Challenges in Choosing Interior Brick Flooring

There are, of course, challenges to using interior brick flooring. Some of the most significant of these challenges include:

  • Installation: While installing brick flooring is possible for anyone, it really is recommended that you find a professional who has experience installing interior brick floors, which can be more of a challenge in some areas or if your budget does not allow for hiring a professional.
  • Maintenance: While cleaning and maintaining brick floors is not necessarily more difficult than with any other flooring option, it does require special considerations, especially when selecting cleaning solutions or when dealing with repairs.
  • Uneven Surface: If installed incorrectly or on an uneven or not solid foundation, brick floors can become uneven.
  • Rough Texture: While interior brick floors are typically sealed, making them significantly smoother, unsealed brick can be rough, especially at any edges.

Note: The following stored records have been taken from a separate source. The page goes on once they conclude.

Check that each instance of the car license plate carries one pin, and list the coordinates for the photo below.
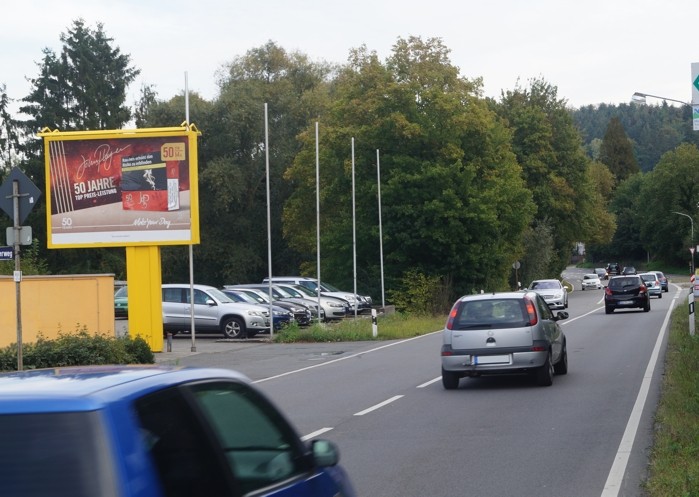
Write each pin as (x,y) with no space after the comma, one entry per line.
(491,359)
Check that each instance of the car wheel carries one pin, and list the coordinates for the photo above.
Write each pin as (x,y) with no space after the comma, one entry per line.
(544,375)
(233,327)
(561,367)
(450,380)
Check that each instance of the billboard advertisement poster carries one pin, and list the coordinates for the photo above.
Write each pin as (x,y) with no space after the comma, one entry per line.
(121,188)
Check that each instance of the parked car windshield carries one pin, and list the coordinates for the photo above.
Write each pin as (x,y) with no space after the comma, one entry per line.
(220,296)
(55,454)
(538,285)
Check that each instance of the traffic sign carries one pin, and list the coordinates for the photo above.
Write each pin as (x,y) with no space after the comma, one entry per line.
(28,191)
(6,254)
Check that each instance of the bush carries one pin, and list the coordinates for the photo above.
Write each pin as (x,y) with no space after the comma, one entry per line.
(78,349)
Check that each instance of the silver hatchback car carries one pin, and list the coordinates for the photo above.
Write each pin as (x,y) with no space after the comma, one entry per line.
(503,333)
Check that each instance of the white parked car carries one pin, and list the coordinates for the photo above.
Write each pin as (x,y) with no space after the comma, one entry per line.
(591,281)
(553,292)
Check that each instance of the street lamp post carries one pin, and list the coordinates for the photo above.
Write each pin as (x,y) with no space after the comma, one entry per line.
(693,247)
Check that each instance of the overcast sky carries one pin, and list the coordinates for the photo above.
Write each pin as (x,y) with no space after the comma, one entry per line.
(594,51)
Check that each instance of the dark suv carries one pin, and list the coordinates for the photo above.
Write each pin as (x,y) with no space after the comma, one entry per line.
(625,292)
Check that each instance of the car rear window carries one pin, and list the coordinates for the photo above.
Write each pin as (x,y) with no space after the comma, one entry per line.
(56,454)
(623,281)
(495,313)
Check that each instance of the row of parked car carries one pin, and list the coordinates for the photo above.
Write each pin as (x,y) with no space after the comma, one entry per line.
(243,311)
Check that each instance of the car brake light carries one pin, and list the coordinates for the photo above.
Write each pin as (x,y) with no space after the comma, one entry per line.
(452,314)
(531,312)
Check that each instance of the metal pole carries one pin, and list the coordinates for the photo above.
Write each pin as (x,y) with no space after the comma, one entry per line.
(378,183)
(269,229)
(18,272)
(318,221)
(191,250)
(692,250)
(354,239)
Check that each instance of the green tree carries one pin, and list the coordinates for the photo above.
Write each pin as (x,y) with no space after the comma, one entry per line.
(555,168)
(82,88)
(616,151)
(454,203)
(672,186)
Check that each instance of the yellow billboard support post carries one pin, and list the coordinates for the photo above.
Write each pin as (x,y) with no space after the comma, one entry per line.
(134,188)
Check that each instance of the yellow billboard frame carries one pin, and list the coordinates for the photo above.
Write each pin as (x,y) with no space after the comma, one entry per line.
(60,184)
(143,263)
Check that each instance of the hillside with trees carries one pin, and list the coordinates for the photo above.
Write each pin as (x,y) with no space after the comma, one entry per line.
(469,185)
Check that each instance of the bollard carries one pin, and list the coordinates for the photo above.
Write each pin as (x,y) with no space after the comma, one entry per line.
(374,323)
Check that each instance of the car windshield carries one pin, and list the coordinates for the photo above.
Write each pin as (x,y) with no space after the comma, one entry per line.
(56,454)
(328,287)
(623,282)
(220,296)
(492,313)
(539,285)
(290,292)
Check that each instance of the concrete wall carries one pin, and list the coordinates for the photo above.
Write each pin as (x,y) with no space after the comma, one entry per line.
(53,304)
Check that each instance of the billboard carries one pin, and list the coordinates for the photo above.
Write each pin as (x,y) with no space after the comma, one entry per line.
(121,188)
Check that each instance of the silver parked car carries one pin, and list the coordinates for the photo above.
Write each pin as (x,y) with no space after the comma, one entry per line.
(213,311)
(511,333)
(553,291)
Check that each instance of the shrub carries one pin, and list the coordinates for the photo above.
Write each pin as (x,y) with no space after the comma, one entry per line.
(77,349)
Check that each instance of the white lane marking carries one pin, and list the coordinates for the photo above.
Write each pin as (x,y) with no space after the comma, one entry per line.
(345,358)
(377,406)
(315,434)
(428,383)
(616,473)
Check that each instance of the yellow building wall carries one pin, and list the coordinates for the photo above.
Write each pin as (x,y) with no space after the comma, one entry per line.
(53,304)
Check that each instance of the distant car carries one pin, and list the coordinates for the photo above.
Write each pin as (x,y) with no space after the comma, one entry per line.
(121,303)
(503,333)
(591,281)
(613,269)
(137,431)
(626,292)
(553,292)
(652,284)
(281,316)
(213,311)
(663,281)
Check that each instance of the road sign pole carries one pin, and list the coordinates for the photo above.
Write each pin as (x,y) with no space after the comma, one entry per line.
(18,272)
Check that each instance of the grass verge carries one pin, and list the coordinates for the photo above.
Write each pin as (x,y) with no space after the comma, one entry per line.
(389,327)
(674,458)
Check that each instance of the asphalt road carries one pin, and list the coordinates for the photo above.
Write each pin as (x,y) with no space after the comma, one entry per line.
(402,434)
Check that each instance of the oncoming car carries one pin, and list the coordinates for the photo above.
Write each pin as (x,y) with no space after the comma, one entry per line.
(553,292)
(503,333)
(591,281)
(151,431)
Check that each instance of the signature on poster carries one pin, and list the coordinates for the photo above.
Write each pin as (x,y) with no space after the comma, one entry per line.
(147,222)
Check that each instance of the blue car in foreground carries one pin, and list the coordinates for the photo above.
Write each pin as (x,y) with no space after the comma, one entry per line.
(153,431)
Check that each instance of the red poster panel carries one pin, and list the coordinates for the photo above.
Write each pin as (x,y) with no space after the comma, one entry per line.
(118,188)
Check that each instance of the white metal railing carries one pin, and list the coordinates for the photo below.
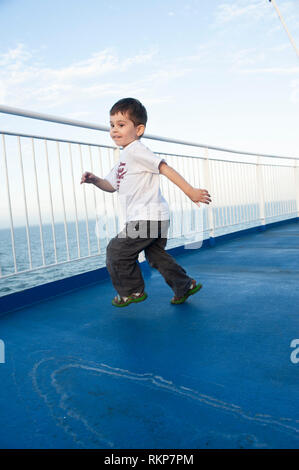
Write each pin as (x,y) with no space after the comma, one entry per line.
(47,218)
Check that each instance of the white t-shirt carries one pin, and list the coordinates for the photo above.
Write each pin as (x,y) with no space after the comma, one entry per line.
(136,178)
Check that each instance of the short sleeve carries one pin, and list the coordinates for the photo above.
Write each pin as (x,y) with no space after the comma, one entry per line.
(146,160)
(112,176)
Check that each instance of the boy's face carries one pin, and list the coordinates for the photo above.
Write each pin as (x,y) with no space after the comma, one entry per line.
(123,131)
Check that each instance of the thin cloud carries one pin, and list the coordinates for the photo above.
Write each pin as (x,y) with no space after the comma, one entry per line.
(25,81)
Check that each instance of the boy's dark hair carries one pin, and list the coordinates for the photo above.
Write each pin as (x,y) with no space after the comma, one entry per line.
(136,111)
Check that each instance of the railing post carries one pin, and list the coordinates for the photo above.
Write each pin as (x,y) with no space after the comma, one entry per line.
(261,192)
(116,155)
(296,172)
(208,186)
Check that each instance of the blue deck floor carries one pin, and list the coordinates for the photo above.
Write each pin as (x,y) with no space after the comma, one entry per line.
(212,373)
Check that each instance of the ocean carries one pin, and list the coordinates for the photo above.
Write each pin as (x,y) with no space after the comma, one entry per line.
(185,228)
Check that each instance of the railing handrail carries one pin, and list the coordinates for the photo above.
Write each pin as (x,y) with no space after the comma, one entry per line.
(87,125)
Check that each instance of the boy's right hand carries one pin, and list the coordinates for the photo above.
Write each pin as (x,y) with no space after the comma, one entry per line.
(88,177)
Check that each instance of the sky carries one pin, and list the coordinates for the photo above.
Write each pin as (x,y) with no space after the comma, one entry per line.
(215,72)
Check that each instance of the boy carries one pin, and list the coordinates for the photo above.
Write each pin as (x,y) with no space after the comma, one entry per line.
(136,178)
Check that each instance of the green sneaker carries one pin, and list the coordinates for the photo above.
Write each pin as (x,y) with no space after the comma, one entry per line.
(193,289)
(119,301)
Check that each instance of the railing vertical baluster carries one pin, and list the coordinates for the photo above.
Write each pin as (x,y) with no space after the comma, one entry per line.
(25,203)
(209,187)
(75,202)
(95,200)
(261,191)
(85,202)
(296,181)
(12,232)
(51,202)
(63,203)
(114,200)
(41,236)
(104,199)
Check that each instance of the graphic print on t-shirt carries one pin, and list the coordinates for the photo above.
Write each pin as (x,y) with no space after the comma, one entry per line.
(120,173)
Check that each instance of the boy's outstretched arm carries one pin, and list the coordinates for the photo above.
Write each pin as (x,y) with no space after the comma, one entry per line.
(195,194)
(101,183)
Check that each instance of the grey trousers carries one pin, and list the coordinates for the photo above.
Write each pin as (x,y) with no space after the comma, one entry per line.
(122,258)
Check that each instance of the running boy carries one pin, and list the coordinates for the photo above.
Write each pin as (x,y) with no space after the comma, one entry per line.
(136,178)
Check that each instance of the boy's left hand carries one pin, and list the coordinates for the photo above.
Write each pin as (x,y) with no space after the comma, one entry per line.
(200,195)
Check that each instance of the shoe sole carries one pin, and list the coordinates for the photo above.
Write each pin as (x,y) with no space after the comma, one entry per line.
(191,292)
(130,301)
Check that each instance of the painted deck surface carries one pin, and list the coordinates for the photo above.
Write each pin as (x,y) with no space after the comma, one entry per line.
(212,373)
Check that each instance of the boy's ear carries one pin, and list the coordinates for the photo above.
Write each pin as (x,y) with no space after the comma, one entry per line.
(140,129)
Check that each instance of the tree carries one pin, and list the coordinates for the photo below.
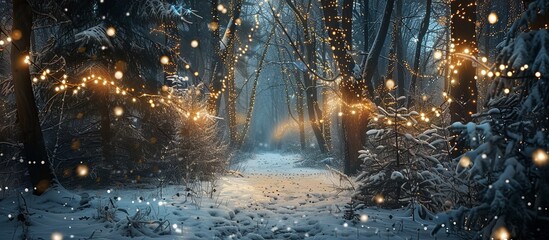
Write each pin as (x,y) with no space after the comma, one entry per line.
(417,57)
(34,149)
(463,87)
(509,146)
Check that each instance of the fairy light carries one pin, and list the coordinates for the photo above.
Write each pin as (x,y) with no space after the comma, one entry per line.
(164,60)
(492,18)
(540,157)
(118,75)
(111,32)
(501,234)
(194,43)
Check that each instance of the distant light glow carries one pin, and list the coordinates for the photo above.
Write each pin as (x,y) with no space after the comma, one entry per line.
(118,75)
(82,170)
(465,162)
(492,18)
(540,157)
(438,54)
(194,43)
(111,32)
(164,60)
(56,236)
(118,111)
(390,84)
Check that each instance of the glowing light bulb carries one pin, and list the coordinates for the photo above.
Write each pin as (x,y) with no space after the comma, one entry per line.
(118,111)
(540,157)
(194,43)
(111,32)
(464,161)
(82,170)
(164,60)
(492,18)
(379,199)
(118,75)
(501,234)
(390,84)
(437,54)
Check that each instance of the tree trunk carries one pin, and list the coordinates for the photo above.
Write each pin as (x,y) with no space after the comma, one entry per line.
(228,56)
(375,51)
(400,58)
(34,149)
(311,94)
(366,25)
(354,108)
(102,99)
(417,57)
(216,84)
(463,88)
(300,112)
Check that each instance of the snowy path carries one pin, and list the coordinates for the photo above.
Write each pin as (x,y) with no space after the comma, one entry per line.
(273,199)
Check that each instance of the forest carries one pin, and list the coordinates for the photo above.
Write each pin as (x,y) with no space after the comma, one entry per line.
(274,119)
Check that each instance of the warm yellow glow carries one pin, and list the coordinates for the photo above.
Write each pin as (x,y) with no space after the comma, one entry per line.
(501,67)
(379,199)
(194,43)
(82,170)
(111,31)
(492,18)
(390,84)
(437,54)
(164,60)
(56,236)
(118,75)
(501,234)
(540,157)
(464,162)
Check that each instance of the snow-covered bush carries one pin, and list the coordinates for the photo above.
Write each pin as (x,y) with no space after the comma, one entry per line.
(508,147)
(403,161)
(195,152)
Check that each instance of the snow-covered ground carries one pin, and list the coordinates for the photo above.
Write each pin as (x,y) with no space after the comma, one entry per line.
(270,198)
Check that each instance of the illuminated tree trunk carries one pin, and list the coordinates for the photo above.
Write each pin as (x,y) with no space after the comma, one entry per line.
(354,114)
(248,120)
(34,149)
(102,99)
(216,84)
(399,51)
(463,88)
(228,58)
(311,94)
(300,111)
(417,57)
(375,51)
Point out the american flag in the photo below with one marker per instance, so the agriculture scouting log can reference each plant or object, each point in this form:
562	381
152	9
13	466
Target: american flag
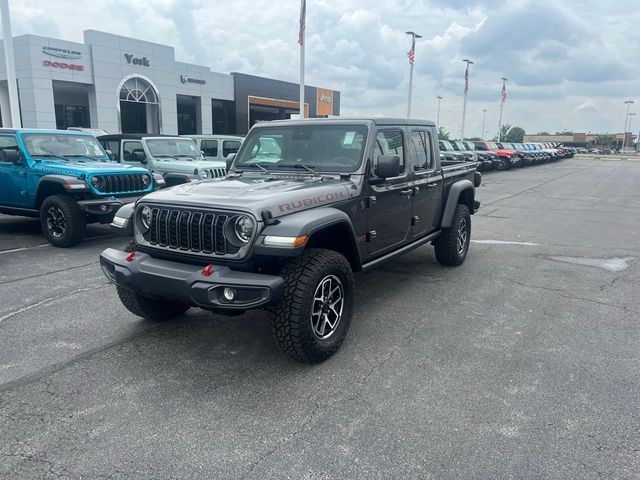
466	80
303	14
411	53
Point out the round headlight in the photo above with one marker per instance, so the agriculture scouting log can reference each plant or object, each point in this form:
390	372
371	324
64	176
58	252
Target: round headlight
145	217
243	228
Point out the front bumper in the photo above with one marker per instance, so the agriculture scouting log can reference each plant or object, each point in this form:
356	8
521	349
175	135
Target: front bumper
187	283
107	205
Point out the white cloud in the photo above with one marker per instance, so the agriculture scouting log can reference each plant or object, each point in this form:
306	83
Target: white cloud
570	65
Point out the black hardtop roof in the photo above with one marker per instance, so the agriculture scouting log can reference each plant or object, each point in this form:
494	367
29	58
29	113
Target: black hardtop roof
382	121
130	136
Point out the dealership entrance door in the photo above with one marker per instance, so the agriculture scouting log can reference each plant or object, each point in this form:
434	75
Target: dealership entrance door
189	114
71	102
139	107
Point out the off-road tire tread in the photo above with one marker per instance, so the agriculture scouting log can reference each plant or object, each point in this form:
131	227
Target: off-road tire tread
298	274
76	222
446	247
150	308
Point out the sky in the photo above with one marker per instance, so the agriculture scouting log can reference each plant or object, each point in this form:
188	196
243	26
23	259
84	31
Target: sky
571	65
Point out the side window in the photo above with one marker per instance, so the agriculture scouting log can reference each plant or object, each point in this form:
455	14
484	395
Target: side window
8	142
419	160
210	148
388	142
128	149
230	146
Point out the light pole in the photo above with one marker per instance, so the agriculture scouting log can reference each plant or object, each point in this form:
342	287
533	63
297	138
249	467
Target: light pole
466	90
484	116
12	84
626	118
411	54
503	98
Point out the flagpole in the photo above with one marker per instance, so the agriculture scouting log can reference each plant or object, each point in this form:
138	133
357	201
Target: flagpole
411	55
10	65
301	35
503	96
466	90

All You Need to Know About Interior Brick Flooring

Interior brick flooring is made by combining finely ground clays, shale and raw materials to produce hard surfaces. The materials are pressed, cut, and fired in a kiln at high temperatures. The result is thin brick flooring tiles that have the durability and beauty of brick and the convenience of tile flooring. Most manufacturers will apply a sealant or a chemical mixture after firing to seal the porous brick surface to make cleaning easier. Most brick floors will have to be resealed after installation to ensure they are easy to clean.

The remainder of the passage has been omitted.